"Yeah, well, this lot looks pretty good," the woman said. "The way it always does when it's on your shift, Danny."
"My pleasure," the supervisor replied, his tone underlining the truth of the words. "Know anything about the new guy? Somebody I've worked with in the past on other ships?"
Wanda removed her chip to shut the console down. "I don't think so, Danny," she said. "His name's Colville, Randall Colville. He's been with Trident for twelve years, which is something, but this is his first run from an Earth homeport."
Danalesco raised an eyebrow. "And they're putting him on the Empress?" he said.
Wanda laughed. "There's planets out there besides Earth, Danny," she said. "He spent a year and a half as First Officer on the Princess Trader out of Learoyd and Mithgarth, so he's got experience."
As Wanda opened her mouth to continue, her ear clip dinged a pure bell note. "Umph," she muttered, and attached the coil of hair-fine flex from the commo pod on her belt to a jack on the console. An artificial intelligence in Trident Starlines' central office clicked out orders in an emotionless female voice.

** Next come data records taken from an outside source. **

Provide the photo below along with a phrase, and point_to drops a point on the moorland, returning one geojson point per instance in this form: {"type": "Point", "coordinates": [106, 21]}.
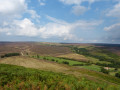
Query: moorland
{"type": "Point", "coordinates": [59, 66]}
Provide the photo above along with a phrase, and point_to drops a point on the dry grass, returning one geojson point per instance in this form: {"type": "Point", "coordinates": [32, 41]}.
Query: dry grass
{"type": "Point", "coordinates": [74, 56]}
{"type": "Point", "coordinates": [51, 66]}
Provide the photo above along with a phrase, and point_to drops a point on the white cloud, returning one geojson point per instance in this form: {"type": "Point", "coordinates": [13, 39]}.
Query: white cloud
{"type": "Point", "coordinates": [115, 12]}
{"type": "Point", "coordinates": [78, 10]}
{"type": "Point", "coordinates": [42, 2]}
{"type": "Point", "coordinates": [113, 27]}
{"type": "Point", "coordinates": [12, 7]}
{"type": "Point", "coordinates": [11, 10]}
{"type": "Point", "coordinates": [33, 13]}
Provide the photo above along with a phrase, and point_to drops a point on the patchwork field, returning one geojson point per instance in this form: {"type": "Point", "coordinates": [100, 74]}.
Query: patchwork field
{"type": "Point", "coordinates": [96, 63]}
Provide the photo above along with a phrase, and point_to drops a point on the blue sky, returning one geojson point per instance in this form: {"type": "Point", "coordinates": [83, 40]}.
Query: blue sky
{"type": "Point", "coordinates": [79, 21]}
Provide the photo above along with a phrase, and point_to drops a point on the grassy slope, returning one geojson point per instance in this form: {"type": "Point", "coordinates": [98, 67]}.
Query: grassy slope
{"type": "Point", "coordinates": [16, 77]}
{"type": "Point", "coordinates": [51, 66]}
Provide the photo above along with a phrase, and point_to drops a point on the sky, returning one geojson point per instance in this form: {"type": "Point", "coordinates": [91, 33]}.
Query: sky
{"type": "Point", "coordinates": [69, 21]}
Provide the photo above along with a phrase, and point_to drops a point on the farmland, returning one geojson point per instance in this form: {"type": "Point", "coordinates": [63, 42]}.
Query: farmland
{"type": "Point", "coordinates": [86, 62]}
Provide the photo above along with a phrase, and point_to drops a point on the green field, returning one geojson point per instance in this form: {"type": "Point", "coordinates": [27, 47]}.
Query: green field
{"type": "Point", "coordinates": [59, 60]}
{"type": "Point", "coordinates": [15, 77]}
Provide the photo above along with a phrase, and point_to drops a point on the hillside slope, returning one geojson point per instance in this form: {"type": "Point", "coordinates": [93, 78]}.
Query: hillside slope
{"type": "Point", "coordinates": [51, 66]}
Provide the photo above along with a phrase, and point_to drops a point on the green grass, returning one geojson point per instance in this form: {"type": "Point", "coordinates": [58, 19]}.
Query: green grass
{"type": "Point", "coordinates": [92, 67]}
{"type": "Point", "coordinates": [59, 60]}
{"type": "Point", "coordinates": [15, 77]}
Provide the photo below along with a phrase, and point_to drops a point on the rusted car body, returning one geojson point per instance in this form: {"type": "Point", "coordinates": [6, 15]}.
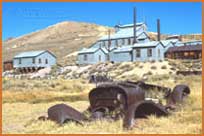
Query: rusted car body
{"type": "Point", "coordinates": [62, 113]}
{"type": "Point", "coordinates": [128, 98]}
{"type": "Point", "coordinates": [121, 100]}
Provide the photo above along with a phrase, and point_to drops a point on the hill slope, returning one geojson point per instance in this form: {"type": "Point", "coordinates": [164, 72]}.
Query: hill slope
{"type": "Point", "coordinates": [62, 39]}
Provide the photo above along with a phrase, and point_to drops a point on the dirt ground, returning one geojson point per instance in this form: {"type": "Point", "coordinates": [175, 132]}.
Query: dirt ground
{"type": "Point", "coordinates": [22, 107]}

Wanda released the flex and stepped back. "Duty calls," she told Danalesco. "Colville's arrived in the terminal, and I'm to check him aboard the Empress."
"Good luck with him," the supervisor said.
Wanda crooked a grin at Danalesco. "Whatever that means," she said.
A passenger liner was taking off into the midnight sky. Its motors and those of the coupled tugs threw harsh shadows across the emigrants dancing on the concourse.
* * *
The terminal's top level was for crews and ground operations personnel alone. The floor was of a resilient, sound-deadening synthetic, practical but plain, save for the paths worn pale across it by decades of feet. There were elevators, slidewalks and communications booths, but Top Level had none of the frills and retail shops that packed the lower, passenger, concourses.
There was a great deal of open space, and there was an unmatched view of the Empress of Earth through the clear wall fronting the inner docks. Ran Colville walked along slowly, staring greedily at the vast bulk. He knew that he was attracting amused attention from the handful of uniformed personnel on the slidewalks, but he didn't particularly care.
The Empress of Earth wasn't beautiful, exactly, but she was magnificent. This was Ran's first look at her, and he was more concerned with that than with the image he projected to strangers he'd never see again.
Bulk freight was sometimes carried between the stars in nickel-iron asteroids, ballooned to colossal size by controlled fusion jets, but interstellar passenger liners were far and away the most massive constructions humans had ever designed to fly within an atmosphere. The Empress of Earth and the Brasil of Consolidated Voyagers, operating from Port Southern in Antarctica, were the largest of the starliners.
Though Trident and Consolidated were fiercely competitive across a wide variety of routes, there was a tacit agreement at the top of the commercial pyramid: the Empress of Earth and the Brasil sailed the same nine-planet route from Earth to Tblisi, but on inverted schedules. When one of the superships left Earth, the other was lifting off from Tblisi on her return voyage.
The Empress of Earth was a commercial venture, but she and her giant rival were also ships of state. The government of Federated Earth preferred not to interfere in the operations of private companies, but the greatest starliners in the known universe were representatives of Earth, like it or no. When the giant vessels were nearing completion three years before, quiet representations to the directors of Trident and Consolidated made it clear that the interests of humanity and civilization required that the ships be operated in tandem rather than in cut-throat competition. The government would see to those interests if the companies did not.
The companies quickly announced complementary schedules for their flagships. The decision benefited all concerned. Neither line had a vessel that could comfortably pair with their giant to create a balanced flow of trade instead of a series of indigestible pulses. Few members of the public even considered that there might have been another possibility . . . .
Wherever possible, the bureaucracy of Federated Earth worked on the principles of indirection and deniability. Nonetheless, the bureaucracy worked very well.
The Empress of Earth was a huge cylinder lying on its side. She was supported by the full-length outriggers she deployed when counter-thrust and air resistance had scrubbed off enough velocity in the upper atmosphere. On a solid surface, the lower curve of the hull didn't touch the ground. The thin soil of Biscay left yellow streaks meters high on the metal. These were steamed off during each landing on Calicheman, where a lake absorbed the raw power of starliners landing without tugs.